Colorado health officials were able to get ahead of the highly contagious virus by tracking its presence in sewer systems, researchers wrote. And Oregon researchers found wastewater could have warned them of an outbreak more than two months before the first person tested positive.

The findings add to evidence that wastewater testing is a valuable weapon in tracking disease, including COVID-19, polio, mpox and bird flu.

But the national wastewater surveillance system, run by CDC since 2020, is newly at risk, under a Trump administration budget plan would slash its funding from about $125 million a year to about $25 million.

Peggy Honein, director of the CDC's division of infectious disease readiness and innovation, said the proposed funding level would “sustain some of the most critical activities” but “it would likely require some prioritization.”

The national system covers more than 1,300 wastewater treatment sites serving 147 million people.
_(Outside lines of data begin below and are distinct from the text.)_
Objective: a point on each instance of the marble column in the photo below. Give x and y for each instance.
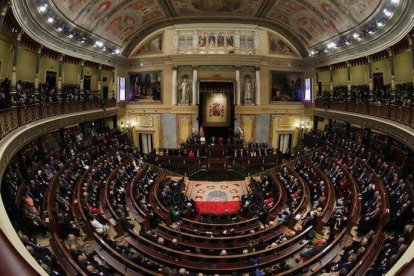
(410, 41)
(330, 78)
(82, 65)
(195, 92)
(391, 69)
(16, 45)
(348, 70)
(114, 85)
(99, 74)
(38, 96)
(3, 13)
(174, 87)
(370, 80)
(238, 88)
(60, 76)
(257, 97)
(318, 92)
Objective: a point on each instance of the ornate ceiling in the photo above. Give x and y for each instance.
(313, 21)
(124, 23)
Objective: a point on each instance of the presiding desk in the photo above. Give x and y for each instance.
(226, 156)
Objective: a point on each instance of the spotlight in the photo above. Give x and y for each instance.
(43, 8)
(387, 13)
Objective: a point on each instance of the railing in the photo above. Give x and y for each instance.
(14, 117)
(403, 115)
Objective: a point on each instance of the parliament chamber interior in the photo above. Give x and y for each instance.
(206, 137)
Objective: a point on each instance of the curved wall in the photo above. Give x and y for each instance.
(396, 130)
(9, 146)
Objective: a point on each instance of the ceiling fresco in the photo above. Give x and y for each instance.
(317, 20)
(311, 22)
(113, 20)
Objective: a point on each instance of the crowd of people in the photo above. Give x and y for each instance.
(403, 95)
(318, 206)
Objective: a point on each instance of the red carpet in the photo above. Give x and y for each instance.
(217, 207)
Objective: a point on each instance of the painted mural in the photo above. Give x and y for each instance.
(278, 46)
(312, 20)
(318, 20)
(217, 5)
(153, 46)
(235, 7)
(286, 86)
(145, 87)
(112, 19)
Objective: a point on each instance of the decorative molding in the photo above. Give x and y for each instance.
(41, 33)
(20, 137)
(396, 130)
(392, 32)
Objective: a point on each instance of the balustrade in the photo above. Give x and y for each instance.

It includes six “centers for excellence” — Colorado among them — that innovate and support other states in expanding their testing.

States brace for cuts

The funding cut is still a proposal, and Congress has started pushing back against cuts to health care in general.

But state health departments say they are preparing for a potential loss of federal support regardless. Most state programs are entirely federally funded, Honein said.

Colorado started its wastewater surveillance program in 2020 with 68 utilities participating voluntarily. The program has since narrowed in its focus even as it grew to include more diseases, because it is 100% federally funded, said Allison Wheeler, manager of the Colorado’s wastewater surveillance unit.

The work is funded through 2029, Wheeler said, and the department is talking to state leaders about what to do after that.

“I know that there are other states that haven’t been as fortunate as us,” Wheeler said. “They need this funding in order to sustain their program for the next year.”

Measles found in wastewater before patients are diagnosed

In the Colorado study, which Wheeler co-authored, officials started testing wastewater for measles in May, as outbreaks in Texas, New Mexico and Utah were growing and five cases had been confirmed in Colorado.

In August, wastewater in Mesa County tested positive about a week before two measles cases were confirmed by a doctor. Neither patient knew that they had been exposed to measles. As they traced 225 household and health care contacts of the first two patients, health officials found five more cases.

In Oregon, researchers used preserved sewage samples from late 2024 to determine if sewage testing could have discovered a burgeoning outbreak.

The 30-case outbreak spanned two counties and hit a close-knit community that does not readily seek health care, the study's authors wrote. The first case was confirmed on July 11 and it ultimately took health officials 15 weeks to stop the outbreak.

The researchers found that wastewater samples from the area were positive for measles about 10 weeks before the first cases were reported. The virus concentration in the wastewater over the weeks also matched the known peak of the outbreak.

“We knew that we were missing cases, and I think that's always the case in measles outbreaks,” said Dr. Melissa Sutton, of the Oregon Health Authority. “But this gave us an insight into how much silent transmission was occurring without us knowing about it and without our health care system knowing about it.”

State see value in sewage tracking

Other states, such as Utah, have integrated wastewater data into their public-facing measles dashboards, allowing anyone to track outbreaks in real time.

And in New Mexico, where 100 people got measles last year and one died, the testing helped state health officials shrink a vast rural expanse. The state's system flagged cases in northwestern Sandoval County while officials were focused on a massive outbreak 300 miles (483 kilometers) away in the southeast, said Kelley Plymesser, of the state health department.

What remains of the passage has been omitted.